The first song I ever heard by The White Buffalo (actual name Jake Smith) was "Carnage," a grim tale of a town overrun that ends in death. Shut up, just shut up. You had me at "grim tale."
Yes, I'm a sucker for a morbid yarn, and the White Buffalo delivers these in spades, but that's not all he's got going for him. The Los Angeles musician writes songs harking back to some of the best western folk balladeers of old. He sounds like Eddie Vedder — if Eddie Vedder lived in a cabin in the mountains, wore home-skinned animal pelts and ate beans out of a can — and looks sort of like Sasquatch's second cousin.
Smith released "Hogtied Revisited" in 2009, a somewhat-reissue of his 2005 debut LP "Hogtied Like a Rodeo" that went largely unnoticed upon its release and is largely unavailable these days. He sets the scene properly with album opener "The Woods," a slightly orchestral ode to escaping civilization sung in a gruff baritone. He offers beautiful ballads of heartbreak ("Today's Tomorrow") and murder ("The Madman"), a sweet country drinking anthem ("The Bar and the Beer") and exercises his cattle calls ("Hogtied Like a Rodeo").

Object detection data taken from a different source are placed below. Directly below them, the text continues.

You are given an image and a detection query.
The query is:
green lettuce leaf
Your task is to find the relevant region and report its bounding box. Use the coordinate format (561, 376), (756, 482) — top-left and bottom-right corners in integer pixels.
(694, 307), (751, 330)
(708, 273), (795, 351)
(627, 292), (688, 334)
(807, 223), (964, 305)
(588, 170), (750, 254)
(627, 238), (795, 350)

The man's a master crafter of varietal folk tropes, with a definite romance for the dark and dismal. His 2006 "White Buffalo EP" teased this tendency with "The Matador," singing "They call him the matador/ He settles all the scores/ He kills in plain sight/ with a blade and a smile." He also sings unconventionally in "10 ’til 2" about falling in love with a hooker.
No word out on when the White Buffalo's next full-length is due, but rest-assured you'll want to keep your ear to the ground for it.